Joe gave a tiny shrug. "I'll have to take your word for it," he said. "I'm very sorry, but I don't remember studying with you at all." He blushed a little, hating to make the admission, but it was true. The eight weeks between returning from Europe and heading off to Yale were a blur of parties and lazy summer afternoons, far from his most focused time of life. He was a little embarrassed to meet someone who only knew him as a lazy and distractable freshman-to-be.
"And that's just what I'm talking about," Maura replied, if anything even more amused. "It's been seventeen years, and you've remembered all your lessons-well, all my lessons, really-just perfectly. Why, I imagine that you'd still respond if I said, 'Emerald Gaze', wouldn't you?"
"I..." Joe blinked heavily, suddenly lost in thought. He hadn't heard that phrase in years, not since...not since before he went to college, he realized suddenly. It reminded him of warm, sunny days, sitting in his bedroom in the guest house and...and staring at something? Something beautiful, something deep. Deep enough to look into for hours, never quite seeing the bottom. He sighed, caught in a reverie that somehow never managed to come into focus.
"It certainly seems to be having an effect," Maura said, her voice deepening into a husky purr. "Let's try that again. Emerald Gaze. What is that doing to you, Joseph?" She reached up to her throat and brushed her fingers slightly against the gemstone in her necklace, drawing his attention to it like his eyes were magnetized to its depths. Depths, he thought, the word echoing strangely in the sudden stillness of his mind. The stone had depths. The more he stared at it, the deeper they went. The more he stared at it...
"...the deeper I go," he murmured, his voice unusually soft in his own ears. He was only half-listening to himself, though. The rest of his attention was on the emerald gemstone, and the way it seemed to have hidden facets within facets that drew his gaze in deeper and deeper. He felt like everything around the edge of his vision was fading, leaving him swimming in fathoms of endless green. It all felt so wonderfully familiar, like he was returning to a place that he had never wanted to leave in the first place. Joe let out another sigh, loving the way that his tension flew out of him with every breath.

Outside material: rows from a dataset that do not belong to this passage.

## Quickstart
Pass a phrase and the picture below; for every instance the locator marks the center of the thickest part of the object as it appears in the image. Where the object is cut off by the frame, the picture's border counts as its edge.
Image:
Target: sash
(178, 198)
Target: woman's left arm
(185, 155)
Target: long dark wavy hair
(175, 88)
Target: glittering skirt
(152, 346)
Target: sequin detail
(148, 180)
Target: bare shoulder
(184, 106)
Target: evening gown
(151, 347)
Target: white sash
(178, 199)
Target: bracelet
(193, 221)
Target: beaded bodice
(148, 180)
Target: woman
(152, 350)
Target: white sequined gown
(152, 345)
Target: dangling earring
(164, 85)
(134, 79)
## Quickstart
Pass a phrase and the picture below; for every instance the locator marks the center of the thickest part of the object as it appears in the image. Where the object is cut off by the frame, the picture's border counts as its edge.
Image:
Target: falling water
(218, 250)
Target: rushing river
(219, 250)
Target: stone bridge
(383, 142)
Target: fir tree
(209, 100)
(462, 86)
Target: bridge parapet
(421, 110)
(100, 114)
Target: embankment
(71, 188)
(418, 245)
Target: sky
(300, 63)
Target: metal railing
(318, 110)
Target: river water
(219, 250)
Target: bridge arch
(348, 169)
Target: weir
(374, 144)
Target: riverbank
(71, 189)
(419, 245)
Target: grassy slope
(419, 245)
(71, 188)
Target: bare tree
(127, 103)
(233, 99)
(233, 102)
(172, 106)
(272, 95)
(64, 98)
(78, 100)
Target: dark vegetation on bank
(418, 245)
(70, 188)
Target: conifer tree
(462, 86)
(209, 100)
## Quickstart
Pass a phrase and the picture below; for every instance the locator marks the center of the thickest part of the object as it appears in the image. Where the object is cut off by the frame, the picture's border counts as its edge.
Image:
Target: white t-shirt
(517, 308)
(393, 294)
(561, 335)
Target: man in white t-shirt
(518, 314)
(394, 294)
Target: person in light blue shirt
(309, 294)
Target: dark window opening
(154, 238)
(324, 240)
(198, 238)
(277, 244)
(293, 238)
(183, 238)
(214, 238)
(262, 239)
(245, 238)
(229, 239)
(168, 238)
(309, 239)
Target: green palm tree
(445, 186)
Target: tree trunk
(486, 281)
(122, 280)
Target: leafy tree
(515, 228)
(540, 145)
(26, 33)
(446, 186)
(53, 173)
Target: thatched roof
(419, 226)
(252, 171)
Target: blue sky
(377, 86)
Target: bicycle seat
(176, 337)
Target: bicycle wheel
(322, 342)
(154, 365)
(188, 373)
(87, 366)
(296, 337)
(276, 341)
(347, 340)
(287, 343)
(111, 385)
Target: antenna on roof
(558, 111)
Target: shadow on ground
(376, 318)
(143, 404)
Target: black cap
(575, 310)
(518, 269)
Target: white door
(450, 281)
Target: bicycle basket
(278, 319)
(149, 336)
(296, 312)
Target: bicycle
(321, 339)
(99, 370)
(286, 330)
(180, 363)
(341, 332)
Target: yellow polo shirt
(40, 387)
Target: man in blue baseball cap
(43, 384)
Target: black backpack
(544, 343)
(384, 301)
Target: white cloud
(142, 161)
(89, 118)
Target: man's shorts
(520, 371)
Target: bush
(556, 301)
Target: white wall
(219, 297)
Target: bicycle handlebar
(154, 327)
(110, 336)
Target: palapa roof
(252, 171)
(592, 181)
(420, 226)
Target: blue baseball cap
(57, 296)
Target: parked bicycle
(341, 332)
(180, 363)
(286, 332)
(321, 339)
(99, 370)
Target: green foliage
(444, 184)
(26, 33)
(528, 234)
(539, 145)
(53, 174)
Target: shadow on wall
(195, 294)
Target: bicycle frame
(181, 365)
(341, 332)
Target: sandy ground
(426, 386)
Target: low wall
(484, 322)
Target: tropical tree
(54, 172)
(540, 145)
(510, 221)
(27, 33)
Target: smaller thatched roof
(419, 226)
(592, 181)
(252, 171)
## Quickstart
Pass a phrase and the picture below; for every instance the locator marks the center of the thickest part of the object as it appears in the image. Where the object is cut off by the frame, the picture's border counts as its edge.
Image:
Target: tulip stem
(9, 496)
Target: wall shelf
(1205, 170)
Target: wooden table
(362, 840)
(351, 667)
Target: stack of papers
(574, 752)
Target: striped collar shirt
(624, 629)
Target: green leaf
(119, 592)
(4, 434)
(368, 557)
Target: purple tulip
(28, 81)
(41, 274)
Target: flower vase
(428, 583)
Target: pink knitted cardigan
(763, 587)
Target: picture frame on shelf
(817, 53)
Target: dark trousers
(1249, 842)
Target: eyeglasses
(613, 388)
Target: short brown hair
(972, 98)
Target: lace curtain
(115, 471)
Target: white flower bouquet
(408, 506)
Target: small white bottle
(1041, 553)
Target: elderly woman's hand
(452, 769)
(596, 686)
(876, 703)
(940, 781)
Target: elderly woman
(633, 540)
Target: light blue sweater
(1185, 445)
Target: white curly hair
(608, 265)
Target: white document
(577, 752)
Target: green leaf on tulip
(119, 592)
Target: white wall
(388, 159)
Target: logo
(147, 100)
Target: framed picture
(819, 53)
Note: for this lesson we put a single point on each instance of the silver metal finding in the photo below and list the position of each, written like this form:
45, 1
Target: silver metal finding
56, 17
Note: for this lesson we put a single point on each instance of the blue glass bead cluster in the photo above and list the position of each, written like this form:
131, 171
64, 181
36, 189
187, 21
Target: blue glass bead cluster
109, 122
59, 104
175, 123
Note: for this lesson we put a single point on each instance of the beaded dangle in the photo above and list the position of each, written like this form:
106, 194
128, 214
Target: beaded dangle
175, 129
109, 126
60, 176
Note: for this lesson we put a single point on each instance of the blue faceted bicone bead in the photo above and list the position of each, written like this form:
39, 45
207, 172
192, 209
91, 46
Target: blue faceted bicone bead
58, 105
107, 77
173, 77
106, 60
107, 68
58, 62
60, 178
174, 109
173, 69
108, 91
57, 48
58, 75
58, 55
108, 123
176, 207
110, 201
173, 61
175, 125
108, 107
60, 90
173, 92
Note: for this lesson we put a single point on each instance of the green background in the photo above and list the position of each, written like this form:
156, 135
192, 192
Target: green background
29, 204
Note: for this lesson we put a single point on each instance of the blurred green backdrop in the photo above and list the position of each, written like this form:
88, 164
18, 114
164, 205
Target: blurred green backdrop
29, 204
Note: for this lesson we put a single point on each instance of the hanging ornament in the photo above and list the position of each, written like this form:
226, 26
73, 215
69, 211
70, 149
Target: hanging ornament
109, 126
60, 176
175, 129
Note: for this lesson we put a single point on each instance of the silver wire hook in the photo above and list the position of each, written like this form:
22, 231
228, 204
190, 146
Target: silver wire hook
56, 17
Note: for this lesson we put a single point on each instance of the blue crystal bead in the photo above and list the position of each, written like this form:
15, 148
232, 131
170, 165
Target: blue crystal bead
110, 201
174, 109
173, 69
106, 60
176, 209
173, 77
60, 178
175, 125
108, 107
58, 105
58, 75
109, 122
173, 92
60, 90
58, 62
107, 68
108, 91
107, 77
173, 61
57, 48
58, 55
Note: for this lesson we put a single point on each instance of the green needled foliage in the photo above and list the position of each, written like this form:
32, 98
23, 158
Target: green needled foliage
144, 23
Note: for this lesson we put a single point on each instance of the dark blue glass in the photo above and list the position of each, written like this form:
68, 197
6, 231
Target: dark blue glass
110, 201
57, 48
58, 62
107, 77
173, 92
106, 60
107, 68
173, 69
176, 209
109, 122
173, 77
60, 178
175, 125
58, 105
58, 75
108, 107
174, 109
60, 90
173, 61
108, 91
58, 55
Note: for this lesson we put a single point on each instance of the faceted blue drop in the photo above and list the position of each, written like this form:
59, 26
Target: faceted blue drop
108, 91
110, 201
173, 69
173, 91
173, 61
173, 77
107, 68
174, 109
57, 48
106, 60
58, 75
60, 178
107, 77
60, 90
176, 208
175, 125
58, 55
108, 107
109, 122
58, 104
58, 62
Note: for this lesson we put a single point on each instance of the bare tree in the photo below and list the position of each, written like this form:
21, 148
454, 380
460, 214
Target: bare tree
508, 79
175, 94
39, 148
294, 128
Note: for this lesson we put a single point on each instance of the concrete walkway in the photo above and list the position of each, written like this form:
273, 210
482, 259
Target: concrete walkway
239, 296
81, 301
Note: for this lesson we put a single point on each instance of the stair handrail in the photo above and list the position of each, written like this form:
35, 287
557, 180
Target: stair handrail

"That's right, Joseph," Maura said, taking a step closer, pitching her voice just a bit softer and lower. "You see? You're a perfect student, and you remember all your lessons. You remember to forget, and you forget to remember, just like I told you that you would. Doesn't it feel nice to be a good student?"
Joe nodded, his head bobbing like a marionette and his eyes never leaving Maura's necklace. "Nice," he mumbled, his conversational skills deserting him in the face of all that green, pleasant warmth. It felt too much like effort to think of words, now. Maura could tell him what to say, what to think, and he could just agree. That was so much easier, he remembered now. That felt so much better. Maura would teach, and he would learn.